Yusuf stressed that while monetary policy remains an important stabilisation tool, it has limits in dealing with structural challenges.
“Monetary policy is a powerful stabilisation instrument, but it cannot repair supply chains, resolve geopolitical conflicts or eliminate structural bottlenecks in production and distribution,” he said.
“Attempting to force down structural inflation solely through aggressive monetary tightening would amount to applying a monetary solution to a structural problem.”
The CPPE chief said the decision to leave rates unchanged reflects recognition that further tightening could hurt productivity, weaken industrial recovery, discourage investment and affect job creation.
“Economies do not grow on the strength of high interest rates; they grow on the strength of productivity, enterprise, investment confidence and policy coherence,” he said.
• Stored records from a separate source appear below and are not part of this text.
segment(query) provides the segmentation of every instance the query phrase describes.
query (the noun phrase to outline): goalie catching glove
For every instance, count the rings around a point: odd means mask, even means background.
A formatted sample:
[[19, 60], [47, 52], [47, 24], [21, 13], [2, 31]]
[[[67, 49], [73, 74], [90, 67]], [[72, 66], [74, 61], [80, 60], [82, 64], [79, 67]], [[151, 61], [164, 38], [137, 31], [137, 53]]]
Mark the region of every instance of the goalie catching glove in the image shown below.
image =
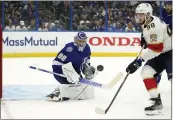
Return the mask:
[[98, 71], [95, 67], [84, 64], [82, 73], [86, 79], [91, 80], [98, 74]]
[[[79, 82], [80, 75], [75, 71], [71, 62], [62, 65], [62, 71], [69, 83]], [[97, 75], [98, 71], [93, 66], [84, 65], [82, 73], [86, 79], [91, 80]]]

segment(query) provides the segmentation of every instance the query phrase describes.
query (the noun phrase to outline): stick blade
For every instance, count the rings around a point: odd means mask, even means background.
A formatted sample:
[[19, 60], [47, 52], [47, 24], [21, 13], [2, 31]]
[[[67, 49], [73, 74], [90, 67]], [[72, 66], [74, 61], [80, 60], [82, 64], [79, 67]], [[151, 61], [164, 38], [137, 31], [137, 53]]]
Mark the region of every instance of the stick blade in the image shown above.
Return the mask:
[[97, 114], [101, 114], [101, 115], [106, 114], [105, 110], [102, 110], [101, 108], [95, 108], [95, 112], [96, 112]]
[[119, 72], [117, 74], [117, 76], [108, 84], [109, 88], [113, 88], [115, 86], [115, 84], [121, 80], [121, 78], [124, 76], [124, 74], [122, 72]]

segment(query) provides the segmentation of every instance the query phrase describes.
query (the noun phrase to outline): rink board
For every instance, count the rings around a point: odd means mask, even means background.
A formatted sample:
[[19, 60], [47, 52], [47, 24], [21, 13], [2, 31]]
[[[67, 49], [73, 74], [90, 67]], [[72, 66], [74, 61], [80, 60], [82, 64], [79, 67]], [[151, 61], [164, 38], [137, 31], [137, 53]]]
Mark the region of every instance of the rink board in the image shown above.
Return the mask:
[[45, 100], [55, 85], [4, 85], [2, 100]]
[[[94, 57], [136, 56], [141, 33], [86, 32]], [[3, 32], [3, 57], [55, 57], [76, 32]]]

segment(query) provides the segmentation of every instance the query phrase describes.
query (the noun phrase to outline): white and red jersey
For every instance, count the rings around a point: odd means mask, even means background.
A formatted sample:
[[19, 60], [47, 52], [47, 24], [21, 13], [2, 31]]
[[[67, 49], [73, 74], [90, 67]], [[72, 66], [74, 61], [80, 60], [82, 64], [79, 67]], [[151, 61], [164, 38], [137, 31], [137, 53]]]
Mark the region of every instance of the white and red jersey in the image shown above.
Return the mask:
[[148, 49], [141, 55], [144, 60], [152, 59], [172, 49], [171, 31], [158, 17], [152, 16], [151, 22], [142, 25], [142, 29], [143, 36], [148, 44]]

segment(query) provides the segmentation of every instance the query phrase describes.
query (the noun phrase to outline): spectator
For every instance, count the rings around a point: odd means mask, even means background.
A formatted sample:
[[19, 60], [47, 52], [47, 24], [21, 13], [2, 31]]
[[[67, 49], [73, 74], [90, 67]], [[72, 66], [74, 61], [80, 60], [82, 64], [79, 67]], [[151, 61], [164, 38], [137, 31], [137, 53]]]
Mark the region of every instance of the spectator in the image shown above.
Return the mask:
[[132, 21], [129, 20], [127, 22], [127, 27], [125, 28], [125, 32], [135, 32], [136, 29], [133, 27]]
[[116, 31], [116, 32], [123, 32], [123, 29], [122, 29], [122, 27], [121, 27], [120, 22], [116, 22], [116, 23], [115, 23], [115, 31]]
[[113, 32], [115, 31], [115, 27], [112, 25], [111, 21], [108, 21], [108, 31], [109, 32]]
[[15, 31], [15, 26], [12, 25], [11, 19], [8, 20], [8, 25], [5, 26], [4, 30], [6, 30], [6, 31]]
[[80, 25], [78, 27], [78, 30], [80, 30], [80, 31], [88, 31], [89, 30], [85, 21], [83, 21], [83, 20], [80, 21]]
[[92, 28], [93, 31], [104, 31], [104, 26], [102, 25], [102, 19], [95, 21], [95, 26]]
[[60, 24], [59, 20], [55, 20], [55, 26], [52, 27], [51, 31], [64, 31], [64, 28]]
[[24, 21], [20, 21], [20, 25], [16, 27], [16, 31], [27, 31]]

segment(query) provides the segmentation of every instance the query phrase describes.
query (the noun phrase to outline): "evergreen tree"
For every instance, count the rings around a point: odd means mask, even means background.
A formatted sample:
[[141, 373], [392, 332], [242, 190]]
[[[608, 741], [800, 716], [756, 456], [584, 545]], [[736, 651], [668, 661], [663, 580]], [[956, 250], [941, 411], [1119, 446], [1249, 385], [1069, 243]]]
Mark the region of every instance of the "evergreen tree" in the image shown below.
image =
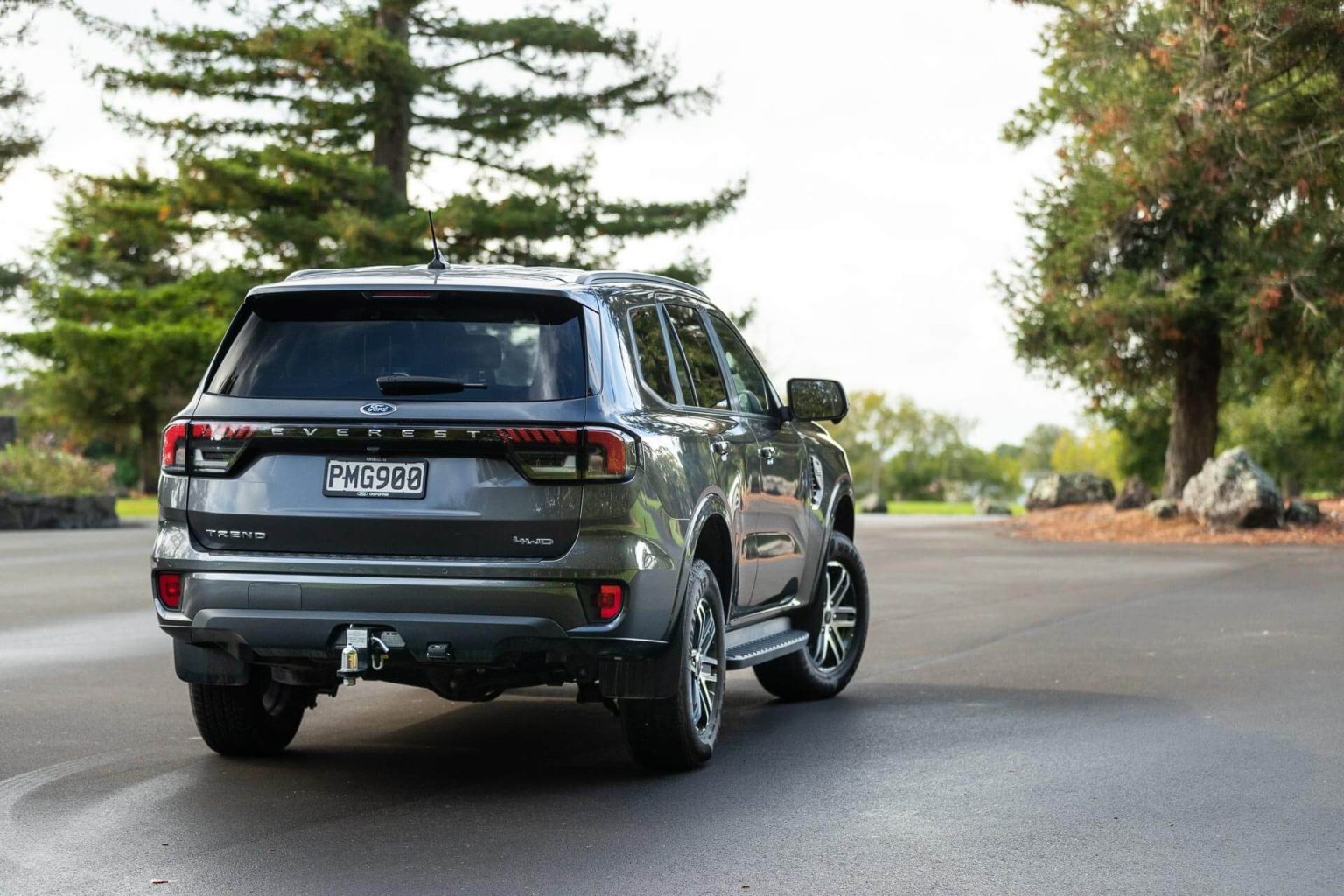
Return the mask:
[[[429, 185], [452, 261], [601, 266], [629, 239], [727, 214], [730, 187], [691, 201], [602, 196], [590, 156], [538, 160], [569, 128], [617, 134], [645, 110], [708, 107], [703, 87], [603, 11], [473, 20], [441, 0], [230, 5], [227, 27], [134, 30], [140, 64], [103, 69], [121, 94], [188, 101], [185, 114], [125, 110], [168, 141], [184, 197], [263, 267], [425, 258], [407, 184], [434, 160], [469, 188]], [[692, 267], [681, 271], [698, 275]]]
[[1047, 83], [1005, 137], [1056, 140], [1060, 171], [1005, 281], [1017, 352], [1102, 412], [1169, 403], [1163, 492], [1179, 496], [1214, 451], [1224, 373], [1340, 347], [1344, 13], [1035, 1], [1058, 12]]
[[159, 431], [191, 396], [249, 286], [194, 255], [202, 238], [173, 180], [144, 169], [74, 180], [27, 285], [36, 328], [0, 336], [26, 359], [42, 419], [140, 458], [159, 480]]
[[[0, 50], [20, 43], [27, 31], [22, 0], [0, 0]], [[23, 159], [38, 152], [42, 141], [27, 121], [34, 97], [23, 78], [0, 69], [0, 183]], [[23, 271], [0, 263], [0, 300], [23, 282]]]

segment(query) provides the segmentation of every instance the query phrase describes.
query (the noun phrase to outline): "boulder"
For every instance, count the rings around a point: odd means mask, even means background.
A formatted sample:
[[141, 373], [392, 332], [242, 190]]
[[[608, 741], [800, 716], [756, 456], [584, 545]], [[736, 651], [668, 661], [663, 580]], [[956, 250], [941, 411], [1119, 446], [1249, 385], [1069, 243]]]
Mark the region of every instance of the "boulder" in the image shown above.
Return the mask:
[[1285, 523], [1300, 523], [1302, 525], [1316, 525], [1321, 521], [1321, 505], [1316, 501], [1293, 498], [1284, 510]]
[[1120, 497], [1116, 498], [1114, 508], [1117, 510], [1141, 510], [1157, 496], [1153, 490], [1148, 488], [1148, 482], [1144, 482], [1140, 477], [1132, 476], [1125, 480], [1125, 488], [1120, 490]]
[[1091, 473], [1051, 473], [1031, 485], [1027, 509], [1042, 510], [1066, 504], [1101, 504], [1113, 500], [1116, 500], [1116, 486], [1107, 478]]
[[1274, 480], [1243, 447], [1206, 461], [1185, 484], [1181, 504], [1204, 525], [1273, 529], [1284, 523], [1284, 498]]
[[866, 494], [859, 500], [859, 513], [886, 513], [887, 502], [880, 494]]
[[1180, 513], [1180, 505], [1171, 498], [1157, 498], [1156, 501], [1149, 501], [1148, 506], [1144, 509], [1148, 510], [1148, 516], [1154, 520], [1173, 520]]
[[978, 497], [974, 500], [976, 513], [980, 516], [1012, 516], [1012, 508], [1007, 504], [1000, 504], [999, 501], [991, 501], [986, 497]]
[[0, 494], [0, 529], [108, 529], [117, 525], [117, 498]]

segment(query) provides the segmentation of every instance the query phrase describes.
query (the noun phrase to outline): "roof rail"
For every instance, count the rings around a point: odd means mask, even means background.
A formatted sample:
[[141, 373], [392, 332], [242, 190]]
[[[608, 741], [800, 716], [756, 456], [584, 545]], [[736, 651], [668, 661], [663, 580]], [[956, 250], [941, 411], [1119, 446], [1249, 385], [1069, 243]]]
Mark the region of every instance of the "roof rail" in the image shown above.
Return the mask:
[[597, 286], [601, 283], [657, 283], [660, 286], [676, 286], [677, 289], [684, 289], [704, 300], [710, 298], [704, 294], [704, 290], [698, 286], [691, 286], [691, 283], [683, 283], [681, 281], [672, 279], [671, 277], [641, 274], [638, 271], [595, 270], [589, 271], [587, 274], [581, 274], [574, 282], [583, 286]]
[[290, 271], [289, 277], [286, 277], [285, 279], [300, 279], [302, 277], [314, 277], [317, 274], [331, 274], [335, 270], [340, 270], [340, 269], [339, 267], [305, 267], [302, 270]]

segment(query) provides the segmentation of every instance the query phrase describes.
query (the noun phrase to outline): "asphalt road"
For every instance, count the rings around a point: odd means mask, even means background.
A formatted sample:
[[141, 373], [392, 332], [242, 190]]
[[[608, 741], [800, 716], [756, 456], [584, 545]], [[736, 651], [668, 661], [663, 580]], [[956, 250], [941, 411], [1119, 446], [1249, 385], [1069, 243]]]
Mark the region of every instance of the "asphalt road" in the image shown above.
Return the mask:
[[657, 778], [571, 689], [366, 682], [220, 759], [151, 537], [0, 533], [0, 893], [1344, 892], [1339, 551], [864, 520], [851, 688], [734, 673], [715, 759]]

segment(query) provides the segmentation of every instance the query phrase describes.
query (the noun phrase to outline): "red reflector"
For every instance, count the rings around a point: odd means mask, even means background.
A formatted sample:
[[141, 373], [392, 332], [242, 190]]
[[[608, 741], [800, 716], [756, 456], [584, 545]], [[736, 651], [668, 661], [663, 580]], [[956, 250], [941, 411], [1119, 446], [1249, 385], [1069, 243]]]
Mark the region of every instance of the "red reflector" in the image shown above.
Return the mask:
[[618, 584], [603, 584], [597, 590], [597, 618], [614, 619], [625, 606], [625, 588]]
[[169, 610], [181, 607], [181, 574], [156, 572], [155, 591], [157, 592], [159, 602]]
[[[629, 472], [625, 457], [625, 437], [614, 430], [587, 431], [589, 445], [601, 449], [601, 472], [607, 476], [625, 476]], [[590, 467], [591, 469], [591, 467]], [[595, 472], [595, 470], [594, 470]]]
[[187, 469], [187, 424], [183, 422], [169, 423], [164, 427], [164, 441], [160, 449], [160, 461], [165, 470]]

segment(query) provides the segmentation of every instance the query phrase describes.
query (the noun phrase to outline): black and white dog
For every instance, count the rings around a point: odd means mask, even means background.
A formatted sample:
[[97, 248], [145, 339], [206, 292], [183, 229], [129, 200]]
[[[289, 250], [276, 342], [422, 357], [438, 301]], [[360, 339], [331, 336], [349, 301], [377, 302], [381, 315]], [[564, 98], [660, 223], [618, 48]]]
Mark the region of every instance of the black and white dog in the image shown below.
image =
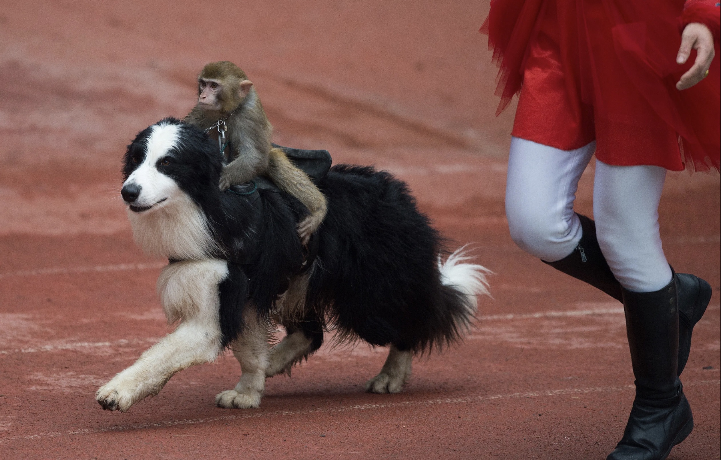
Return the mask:
[[[128, 148], [122, 194], [133, 236], [171, 260], [157, 288], [177, 325], [97, 391], [103, 409], [128, 410], [225, 347], [242, 375], [216, 403], [257, 407], [265, 379], [318, 350], [327, 323], [341, 340], [390, 346], [366, 385], [376, 393], [401, 390], [414, 354], [462, 338], [488, 270], [460, 250], [441, 262], [442, 239], [404, 182], [372, 167], [332, 168], [318, 181], [328, 213], [309, 259], [296, 230], [302, 205], [257, 182], [221, 192], [221, 168], [215, 143], [174, 118]], [[287, 335], [271, 348], [274, 322]]]

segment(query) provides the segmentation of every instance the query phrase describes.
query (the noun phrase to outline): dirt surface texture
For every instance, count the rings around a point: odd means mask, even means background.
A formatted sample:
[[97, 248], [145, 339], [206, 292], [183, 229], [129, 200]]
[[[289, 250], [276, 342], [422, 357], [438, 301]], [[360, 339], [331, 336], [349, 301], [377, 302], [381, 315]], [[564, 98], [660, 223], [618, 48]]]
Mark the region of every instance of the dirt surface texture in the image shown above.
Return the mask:
[[[518, 249], [503, 211], [515, 105], [496, 118], [478, 33], [488, 1], [2, 0], [0, 459], [603, 459], [633, 399], [622, 305]], [[328, 343], [261, 407], [215, 395], [225, 354], [126, 414], [96, 389], [168, 332], [162, 260], [119, 196], [135, 134], [193, 105], [203, 64], [255, 84], [278, 143], [407, 181], [492, 270], [459, 346], [417, 358], [403, 392], [366, 394], [386, 350]], [[593, 165], [578, 193], [592, 212]], [[714, 293], [683, 381], [696, 428], [669, 459], [720, 456], [718, 174], [669, 175], [664, 249]]]

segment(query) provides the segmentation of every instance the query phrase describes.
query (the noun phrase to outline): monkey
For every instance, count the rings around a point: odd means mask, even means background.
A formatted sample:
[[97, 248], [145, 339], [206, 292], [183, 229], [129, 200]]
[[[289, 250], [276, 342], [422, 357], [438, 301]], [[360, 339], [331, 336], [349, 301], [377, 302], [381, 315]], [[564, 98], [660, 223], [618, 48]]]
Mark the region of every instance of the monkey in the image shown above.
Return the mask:
[[221, 143], [226, 128], [228, 164], [221, 175], [221, 190], [259, 175], [268, 177], [308, 208], [309, 216], [298, 226], [301, 241], [308, 243], [325, 217], [325, 197], [283, 150], [271, 145], [273, 126], [245, 72], [229, 61], [205, 65], [198, 77], [198, 102], [183, 121], [209, 131]]

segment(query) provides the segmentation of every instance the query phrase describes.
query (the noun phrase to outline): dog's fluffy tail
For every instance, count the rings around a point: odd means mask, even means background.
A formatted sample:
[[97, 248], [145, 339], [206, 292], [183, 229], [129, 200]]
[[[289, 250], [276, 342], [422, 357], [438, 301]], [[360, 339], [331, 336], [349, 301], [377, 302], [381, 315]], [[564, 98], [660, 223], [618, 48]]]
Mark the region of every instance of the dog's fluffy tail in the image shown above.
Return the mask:
[[482, 265], [466, 262], [473, 257], [468, 255], [466, 247], [463, 246], [456, 249], [445, 262], [438, 257], [441, 283], [462, 294], [467, 315], [464, 322], [469, 322], [476, 313], [478, 305], [477, 296], [490, 296], [486, 277], [493, 273]]

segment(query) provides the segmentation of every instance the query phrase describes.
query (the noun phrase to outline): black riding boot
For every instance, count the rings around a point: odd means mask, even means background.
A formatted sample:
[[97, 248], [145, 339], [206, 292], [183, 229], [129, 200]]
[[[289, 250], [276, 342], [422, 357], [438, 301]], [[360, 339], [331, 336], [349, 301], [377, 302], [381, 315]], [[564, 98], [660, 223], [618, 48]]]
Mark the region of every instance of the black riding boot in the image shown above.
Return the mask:
[[660, 291], [622, 293], [636, 399], [624, 437], [606, 460], [663, 460], [694, 429], [691, 407], [676, 375], [676, 276]]
[[588, 283], [601, 289], [619, 302], [624, 299], [621, 295], [621, 285], [606, 262], [601, 252], [598, 240], [596, 239], [596, 223], [585, 216], [576, 213], [581, 220], [581, 240], [570, 255], [556, 262], [546, 262], [556, 270], [570, 275], [577, 280]]
[[[588, 283], [623, 302], [621, 285], [616, 280], [596, 238], [596, 223], [585, 216], [581, 220], [583, 235], [578, 246], [569, 255], [556, 262], [545, 262], [556, 270]], [[684, 371], [691, 350], [691, 335], [694, 326], [706, 311], [711, 301], [711, 286], [708, 283], [687, 273], [676, 275], [678, 289], [678, 375]]]

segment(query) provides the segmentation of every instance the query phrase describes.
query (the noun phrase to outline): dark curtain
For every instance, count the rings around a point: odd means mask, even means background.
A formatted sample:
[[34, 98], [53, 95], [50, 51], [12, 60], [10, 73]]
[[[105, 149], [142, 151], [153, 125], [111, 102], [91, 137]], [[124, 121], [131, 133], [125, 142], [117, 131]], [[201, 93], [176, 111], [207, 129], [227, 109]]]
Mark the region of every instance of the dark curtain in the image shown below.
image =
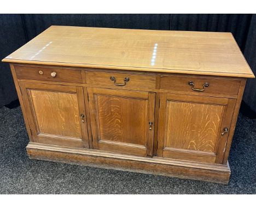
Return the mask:
[[[177, 30], [230, 32], [256, 74], [254, 14], [0, 15], [0, 58], [4, 58], [51, 25]], [[8, 64], [0, 64], [0, 107], [17, 99]], [[256, 112], [256, 81], [249, 79], [243, 100]]]

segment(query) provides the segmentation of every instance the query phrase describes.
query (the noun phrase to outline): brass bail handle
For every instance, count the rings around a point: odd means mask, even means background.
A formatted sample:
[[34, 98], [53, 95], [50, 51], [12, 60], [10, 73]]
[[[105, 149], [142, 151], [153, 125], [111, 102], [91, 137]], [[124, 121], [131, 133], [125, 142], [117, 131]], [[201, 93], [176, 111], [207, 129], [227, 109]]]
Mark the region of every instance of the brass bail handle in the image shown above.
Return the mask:
[[223, 129], [223, 131], [224, 131], [222, 133], [222, 135], [224, 135], [227, 133], [229, 131], [229, 129], [227, 127], [225, 127]]
[[126, 82], [129, 82], [129, 80], [130, 80], [130, 78], [129, 77], [125, 77], [124, 79], [124, 84], [122, 84], [122, 83], [116, 83], [116, 81], [117, 81], [117, 79], [115, 79], [115, 78], [114, 77], [113, 77], [113, 76], [110, 77], [110, 80], [112, 80], [112, 81], [114, 81], [114, 84], [116, 86], [125, 86], [126, 84]]
[[192, 86], [191, 87], [191, 89], [192, 89], [194, 91], [202, 91], [205, 90], [205, 88], [209, 87], [210, 84], [209, 83], [206, 82], [205, 84], [203, 84], [203, 89], [198, 89], [198, 88], [194, 88], [194, 87], [195, 87], [195, 84], [194, 84], [193, 82], [192, 81], [189, 81], [188, 83], [189, 85], [190, 86]]

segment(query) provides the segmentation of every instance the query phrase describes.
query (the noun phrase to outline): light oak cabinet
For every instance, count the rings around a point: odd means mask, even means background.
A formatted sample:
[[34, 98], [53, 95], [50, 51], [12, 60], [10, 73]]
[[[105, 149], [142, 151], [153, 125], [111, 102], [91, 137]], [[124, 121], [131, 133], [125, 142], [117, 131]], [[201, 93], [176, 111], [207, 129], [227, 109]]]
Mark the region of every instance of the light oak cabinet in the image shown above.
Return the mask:
[[230, 33], [52, 26], [3, 61], [30, 158], [228, 182], [254, 78]]

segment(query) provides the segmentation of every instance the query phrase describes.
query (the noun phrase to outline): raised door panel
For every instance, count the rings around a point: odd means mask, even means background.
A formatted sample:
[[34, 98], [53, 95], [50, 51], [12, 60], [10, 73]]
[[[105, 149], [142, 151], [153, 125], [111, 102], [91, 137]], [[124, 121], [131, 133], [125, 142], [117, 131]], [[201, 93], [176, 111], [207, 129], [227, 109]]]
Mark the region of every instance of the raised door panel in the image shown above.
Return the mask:
[[20, 85], [35, 142], [89, 148], [83, 88], [30, 83]]
[[[88, 88], [94, 148], [153, 154], [154, 93]], [[149, 122], [152, 122], [150, 127]]]
[[158, 155], [222, 163], [235, 100], [160, 95]]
Yusuf also praised the CBN’s handling of monetary policy and foreign exchange management, saying recent exchange rate stability has become a key pillar of macroeconomic confidence.
“A stable currency environment improves investor sentiment, moderates imported inflation, enhances planning predictability and reduces speculative distortions within the market,” he said.
According to him, the apex bank’s recent policy direction signals a move “from crisis management to confidence management,” which he described as important for restoring investor trust and macroeconomic credibility.
The CPPE further commended fiscal authorities for what it described as renewed commitment to fiscal discipline and stronger revenue performance, noting that sustainable macroeconomic stability depends on lower fiscal deficits, reduced debt reliance and stronger fiscal buffers.
Yusuf also applauded the implementation of the banking sector recapitalisation programme, saying the exercise had proceeded without causing panic among depositors or instability in the financial system.
“The recapitalisation programme is not merely a banking reform exercise; it is fundamentally a strategy for building a stronger financial intermediation framework capable of supporting long-term industrialisation, infrastructure financing and economic transformation,” he said.
However, he urged the CBN to sustain clear communication with banks still dealing with recapitalisation-related transition issues to preserve depositor confidence.
“Confidence remains the oxygen of the financial system,” Yusuf said.
He added that the outcome of the 305th MPC meeting reflected “a balanced and intelligent policy calibration” focused not only on inflation control but also on supporting investment, competitiveness, industrialisation and sustainable job creation.